In 2018, we began our journey with a cross-cultural conversation in a dusty room in one of the few safe places in El Salitre, Guatemala—a mission. We asked five local women a simple question: How can we help?

We spent much of the day listening to their stories—stories of providing children meals only every other day, the pervasive fear of violence, lack of schooling, the struggle to find jobs, and the terror of leaving young children at home alone while walking hours to clean houses or wash clothes.

2 - Building

The First Step to Empowering Women

For the first four years, we rented a room in a church as we organized and raised funds for our facility. Thanks to many generous donors committed to our mission, we moved into a new workshop in 2022.

3 - Current Impact

A Business with Social Purpose

Today, we employ four seamstresses working for the Center’s label: Five Roots Studio and provide scholarships to 3 students so they can learn the skills and join the label in three years. These women sew and embroider unique products designed by local Guatemalan designers and sold through private trunk shows in the U.S., and through the center’s online shop.

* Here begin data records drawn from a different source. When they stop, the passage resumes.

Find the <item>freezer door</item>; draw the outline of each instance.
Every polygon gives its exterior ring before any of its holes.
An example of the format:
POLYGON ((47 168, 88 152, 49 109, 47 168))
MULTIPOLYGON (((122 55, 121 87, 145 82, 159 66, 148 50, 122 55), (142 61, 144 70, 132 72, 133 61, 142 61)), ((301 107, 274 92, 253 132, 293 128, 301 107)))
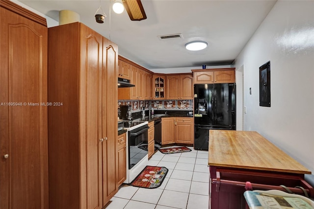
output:
POLYGON ((213 114, 213 84, 194 85, 194 123, 207 125, 214 125, 213 114), (206 103, 206 114, 197 115, 200 101, 206 103))
POLYGON ((214 121, 217 126, 236 125, 236 85, 214 84, 214 121))
POLYGON ((208 150, 209 139, 209 130, 235 130, 235 127, 202 126, 194 125, 194 149, 208 150))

Our workshop buzzes with happy sounds.


A School of Resilience and Joy

We also employ two teachers who currently instruct 15 children—the seamstresses’ children and neighborhood children—in a supplemental program focused on literacy, math, art, and inquiry in science. Our goal is to help our students build the academic resilience to complete high school and pursue careers or further education. In the six years we have been in El Salitre, we have not had a single student drop out of public school. You can feel the joy in our two classrooms.